Tatsächlich gab es zu viel Show, eine bittere Panne an der Strecke und ein Fan-Fiasko, aber der Grand Prix erwies sich als Erfolg: Die Fans sahen das wohl beste Rennen der Saison. Entsprechend mischt sich in das Las-Vegas-Wochenende neben Skepsis inzwischen auch Vorfreude. Wird der Grand Prix wieder ein solches Spektakel? Wer ist Favorit? Und wird schon der Formel-1-Weltmeister 2024 gekrönt? Motorsport-Magazin.com liefert die Brennpunkte vor dem Showdown in der Wüste Nevadas.

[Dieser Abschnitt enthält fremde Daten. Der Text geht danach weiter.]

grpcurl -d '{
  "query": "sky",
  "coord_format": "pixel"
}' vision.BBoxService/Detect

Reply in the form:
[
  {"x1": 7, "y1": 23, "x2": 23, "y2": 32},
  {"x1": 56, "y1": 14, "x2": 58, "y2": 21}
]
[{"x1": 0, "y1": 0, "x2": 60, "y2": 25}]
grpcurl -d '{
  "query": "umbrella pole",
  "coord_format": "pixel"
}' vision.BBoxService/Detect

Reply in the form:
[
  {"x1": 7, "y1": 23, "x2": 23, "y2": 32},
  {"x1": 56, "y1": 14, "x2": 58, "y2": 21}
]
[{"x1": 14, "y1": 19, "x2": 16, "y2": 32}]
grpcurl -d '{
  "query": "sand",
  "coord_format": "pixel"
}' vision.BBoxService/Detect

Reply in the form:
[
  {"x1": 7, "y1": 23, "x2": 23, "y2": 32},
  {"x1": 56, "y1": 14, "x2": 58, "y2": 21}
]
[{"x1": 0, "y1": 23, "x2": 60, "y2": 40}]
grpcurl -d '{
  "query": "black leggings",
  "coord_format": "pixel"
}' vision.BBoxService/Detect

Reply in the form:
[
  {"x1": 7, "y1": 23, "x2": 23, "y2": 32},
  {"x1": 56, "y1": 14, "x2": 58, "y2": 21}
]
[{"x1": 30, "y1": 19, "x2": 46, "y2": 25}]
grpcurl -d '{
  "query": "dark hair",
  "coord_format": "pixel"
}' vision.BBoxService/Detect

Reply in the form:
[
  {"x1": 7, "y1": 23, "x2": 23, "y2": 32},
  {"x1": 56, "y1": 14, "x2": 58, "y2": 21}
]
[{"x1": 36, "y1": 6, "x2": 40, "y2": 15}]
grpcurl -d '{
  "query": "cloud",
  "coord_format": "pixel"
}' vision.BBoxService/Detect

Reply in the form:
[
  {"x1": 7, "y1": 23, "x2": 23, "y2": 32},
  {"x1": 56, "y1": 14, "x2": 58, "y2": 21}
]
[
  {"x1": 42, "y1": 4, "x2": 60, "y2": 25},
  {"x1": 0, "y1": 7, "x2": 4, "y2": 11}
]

Verstappens erster Matchball: So wird er in Las Vegas Weltmeister

Ausgerechnet Las Vegas, dürfte sich Max Verstappen denken. Nach seinem Sieg in Brasilien könnte er sich schon zwei Rennen vor dem Ende der Saison zum Weltmeister krönen. Es ist sein erster Matchball in dieser Saison. Dabei ist der Red-Bull-Pilot der wohl größte Kritiker der amerikanischen Formel-1-Inszenierung. Am Ende wird es ihm egal sein.

Verstappen kann den Titel sogar schon aus eigener Kraft gewinnen. Siegt Max Verstappen in Las Vegas, ist er auf jeden Fall Weltmeister, egal was Lando Norris macht. Siegt der McLaren-Pilot, ist die Entscheidung vertagt. Grundsätzlich gilt: Norris muss mindestens drei Punkte auf Verstappen aufholen, um zumindest theoretisch im Rennen zu bleiben.

Startzeiten: Formel 1 lernt (ein wenig) dazu

Das Rennen findet auch in diesem Jahr am Samstag statt. Über diese Tatsache dürfen Traditionalisten nicht schimpfen, schließlich fand das erste Formel-1-Rennen überhaupt ebenfalls an einem Samstag statt. Aber an die Startzeiten wird man sich wohl nie so richtig gewöhnen. Um 22:00 Uhr Ortszeit gehen in Las Vegas die Lichter der Startampel aus. In Mitteleuropa ist das am Sonntagmorgen um 07:00 Uhr.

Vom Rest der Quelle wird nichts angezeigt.